Figure 2: Static structure of an SDL system
A block can be partitioned into (sub)blocks and channels, similar to the partitioning of the system according to figure 2. In fact, a system can be regarded as a special kind of block, having no channels connected to it from the outside. Blocks within a block are interconnected with each other and with the boundary of the enclosing block by channels.
Repeated block partitioning results in a block tree structure (with the system as the root block). In SDL-88 a partitioned block (that is a block containing blocks) does not directly contain any processes. A leaf-block of a block tree structure in SDL-88 is not partitioned, and contains processes. Each process shown in a leaf block diagram has a different definition. Within a leaf-block, signals are conveyed on signal routes between processes, and between a process and the boundary of the block (a signal route is analogous to a channel), see figure 3.
Figure 3: Structuring a block into process types
The static structure of a system is, of course, reflected in its description.
In SDL-88 a block description can contain both process descriptions (corresponding to a leaf-block) and a block structure description (corresponding to a partitioned block). The choice between these two versions of a block must be made before interpretation time (the result is called consistent portioning subset) - see "System interpretation". However, having two (or more) alternative descriptions for the same block was not found to be very useful and somewhat confusing, so this feature was dropped in SDL-2000.

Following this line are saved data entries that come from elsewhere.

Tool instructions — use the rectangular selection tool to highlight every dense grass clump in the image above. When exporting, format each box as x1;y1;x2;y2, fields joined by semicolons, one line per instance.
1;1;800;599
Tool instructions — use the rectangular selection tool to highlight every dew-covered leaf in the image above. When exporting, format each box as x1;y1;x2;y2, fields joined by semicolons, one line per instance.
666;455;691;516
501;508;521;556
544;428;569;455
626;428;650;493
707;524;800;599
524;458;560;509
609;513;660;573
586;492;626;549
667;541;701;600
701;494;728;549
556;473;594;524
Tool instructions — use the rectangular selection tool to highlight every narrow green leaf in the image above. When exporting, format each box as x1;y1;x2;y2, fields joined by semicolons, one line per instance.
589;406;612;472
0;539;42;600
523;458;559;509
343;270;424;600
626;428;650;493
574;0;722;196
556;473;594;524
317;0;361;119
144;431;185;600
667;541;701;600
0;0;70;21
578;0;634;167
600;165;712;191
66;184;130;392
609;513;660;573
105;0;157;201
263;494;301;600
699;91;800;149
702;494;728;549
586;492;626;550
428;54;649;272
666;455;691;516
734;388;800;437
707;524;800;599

To define data, the axiomatic abstract data type approach has been chosen. That means that all data types (predefined as well as user defined) are defined in an implementation independent way, only in terms of their properties. The definition of an abstract data type by axioms has three components:
It is also possible to derive a data type from other already defined data types. It has been considered desirable to provide some predefined data types in the language (although this is not absolutely necessary), which are familiar in both their behaviour and syntax, for example Integer, Boolean, Character, Array.

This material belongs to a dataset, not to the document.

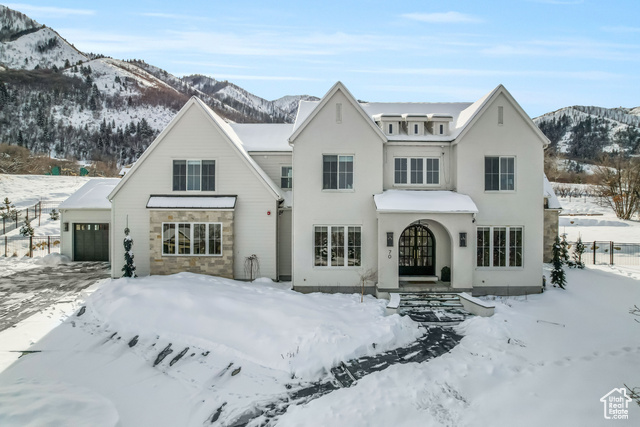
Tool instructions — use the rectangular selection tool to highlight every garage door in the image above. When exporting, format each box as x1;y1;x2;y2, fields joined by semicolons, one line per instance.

Note: The language actually makes a distinction between data type and sort (the set of values of Integer, Character etc. are sorts). The distinction is explained in "Data type concepts", but is usually omitted in other chapters.
The axiomatic abstract data type approach differs substantially from the usual approach in programming languages, where a user has to define a new data type by means of already defined data types, and ultimately by means of the predefined data types of the language. This constructive approach used in programming languages can imply undesirable restrictions and a particular implementation.

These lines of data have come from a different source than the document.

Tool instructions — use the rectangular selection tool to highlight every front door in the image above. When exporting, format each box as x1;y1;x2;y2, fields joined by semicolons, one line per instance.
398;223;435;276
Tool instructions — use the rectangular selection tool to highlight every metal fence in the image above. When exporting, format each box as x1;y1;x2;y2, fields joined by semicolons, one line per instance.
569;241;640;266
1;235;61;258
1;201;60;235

On the other hand, defining well-formed abstract data types using axioms is not easy, and it is difficult to directly implement or simulate such definitions. For this reason it is suggested to avoid writing axioms and use the built-in data types. When extra operations are required, it is suggested to define these with operator algorithms given textually or in operator diagrams. In SDL-2000, while all the built-in data types are still abstract data types defined using axioms, it is not allowed to add axiomatic descriptions to the language model: any user defined data types have to be constructed from existing ones and algorithmic operator descriptions.
The user friendliness of SDL-88 is partly due to the graphical representation, SDL/GR, in which graphical syntax is used to give an overview. This is complemented by textual syntax for some concepts, where graphical symbols are unsuitable: for example, data types.
There is also a textual phrase representation, SDL/PR, that uses only textual syntax. SDL/GR and SDL/PR have a common subset of textual syntax, and thus overlap each other. SDL/PR is used mainly for communication between tools.